The MTCH2 (pronounced Mitch 2) gene has been the focus of Gross’s lab for over a decade. MTCH2 was discovered in his lab in 2005: It is a protein that sits on the outer membrane of the cellular organelles called mitochondria – often known as the cells’ “power plants.” Gross’s lab has found, among other things, that MTCH2 is involved in cell suicide, in metabolism and in metabolic diseases, and more recently in neurodegenerative diseases.

Connecting gene function to calcium levels to disease

(l-r) Etay Aloni, Dr. Yehudit Zaltsman, Antonella Ruggiero, Dr. Eduard Korkotian, Prof. Atan Gross and Prof. Menahem Segal

Gross and Segal wanted to determine the outcome of knocking out the gene in the mice’s brains, and their collaboration enabled them to analyze the effect both on the molecular level and on the level of whole neurons, as well as on the nervous system as a whole. Their findings, which recently appeared in Scientific Reports, revealed that the ability of the mitochondria to move around in the cell was impaired, as was the balance of calcium inside the neuron. Calcium is especially crucial to signaling between nerve cells, so even slight variations in levels of this element within the neurons could interrupt their normal activity.

For Segal, the connection between balancing calcium and memory was unsurprising. He and his lab have been engaged, in recent years, in advancing a new approach to Alzheimer’s research that focuses on calcium, rather than the accepted one that blames the disease on amyloid plaques in the brain. “Billions of dollars are invested in finding a way to prevent these plaques, but it is still not clear whether the plaques are a cause or effect, or simply a parallel symptom of aging,” he says. “This study gives us some new leads on the way that the handling of calcium within the cell may be disrupted with age, as the mitochondria function drops, and how this dysfunction ties into a decline in mental function.”

The study was led by research student Antonella Ruggiero in Gross’s lab and conducted together with Dr. Yehudit Zaltsman of his lab; research student Etay Aloni, Dr. Eduard Korkotian and Efrat Oni-Biton of Segal’s lab; Drs. Yael Kuperman, Michael Tsoory and Ori Brenner of the Institute’s Veterinary Services; and Dr. Smadar Levin-Zaidman of the Chemical Research Support Department.

 Even slight variations in levels of this element within the neurons could interrupt their normal activity

Gross and Segal say that the collaboration between a lab that studies the molecular processes of individual metabolic proteins and another that does brain research is uncommon, but the partnership has been fruitful for both. “It wasn’t easy at first,” says Gross. We had to find common ground. Fortunately, we did.” Segal agrees: “We love to work together because it allows us to probe everything, from the finest details to the big picture – from molecules to an entire system.”

Gross and Segal’s labs are continuing to collaborate in an effort to answer questions this research has raised.

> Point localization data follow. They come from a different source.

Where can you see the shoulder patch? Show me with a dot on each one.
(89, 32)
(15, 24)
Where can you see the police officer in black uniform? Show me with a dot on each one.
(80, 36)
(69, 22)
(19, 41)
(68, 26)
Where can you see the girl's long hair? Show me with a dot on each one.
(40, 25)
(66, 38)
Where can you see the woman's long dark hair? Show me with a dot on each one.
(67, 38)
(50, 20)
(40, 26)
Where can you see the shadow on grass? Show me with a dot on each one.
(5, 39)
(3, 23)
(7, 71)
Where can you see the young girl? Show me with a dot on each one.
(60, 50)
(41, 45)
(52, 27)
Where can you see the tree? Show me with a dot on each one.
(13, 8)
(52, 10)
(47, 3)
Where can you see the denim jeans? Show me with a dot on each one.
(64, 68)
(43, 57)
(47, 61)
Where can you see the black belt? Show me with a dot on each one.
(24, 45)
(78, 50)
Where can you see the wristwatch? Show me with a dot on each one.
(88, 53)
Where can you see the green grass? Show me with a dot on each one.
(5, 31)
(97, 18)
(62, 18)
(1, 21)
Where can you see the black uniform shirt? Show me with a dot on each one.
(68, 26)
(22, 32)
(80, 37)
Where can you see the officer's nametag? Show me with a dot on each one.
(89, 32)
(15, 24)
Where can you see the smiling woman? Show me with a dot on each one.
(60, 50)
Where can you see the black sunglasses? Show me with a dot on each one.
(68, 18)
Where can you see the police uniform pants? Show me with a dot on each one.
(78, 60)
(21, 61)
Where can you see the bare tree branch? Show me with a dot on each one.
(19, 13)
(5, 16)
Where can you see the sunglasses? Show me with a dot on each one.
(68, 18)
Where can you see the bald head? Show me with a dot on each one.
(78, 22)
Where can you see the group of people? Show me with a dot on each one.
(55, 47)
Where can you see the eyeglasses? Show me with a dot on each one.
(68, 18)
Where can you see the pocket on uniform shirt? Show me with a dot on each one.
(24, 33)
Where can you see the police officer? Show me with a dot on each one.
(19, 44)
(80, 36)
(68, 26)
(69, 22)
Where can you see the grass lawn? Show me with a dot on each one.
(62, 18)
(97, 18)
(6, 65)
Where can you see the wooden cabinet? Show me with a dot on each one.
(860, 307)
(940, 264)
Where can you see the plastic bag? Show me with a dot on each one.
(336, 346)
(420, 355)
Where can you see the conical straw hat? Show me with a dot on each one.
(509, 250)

For example, how does MTCH2 cause changes in the cell’s calcium levels? And how is the movement of the mitochondria involved in memory and learning?

Prof. Atan Gross's research is supported by the Yeda-Sela Center for Basic Research; the Adelis Foundation; the Pearl Welinsky Merlo Foundation Scientific Progress Research Fund; the Hymen T. Milgrom Trust Donation Fund; the Rising Tide Foundation; and the estate of Tony Bieber. Prof. Gross is the incumbent of the Marketa and Frederick Alexander Professorial Chair. 

Prof. Menachem Segal's research is supported by the Clore Center for Biological Physics.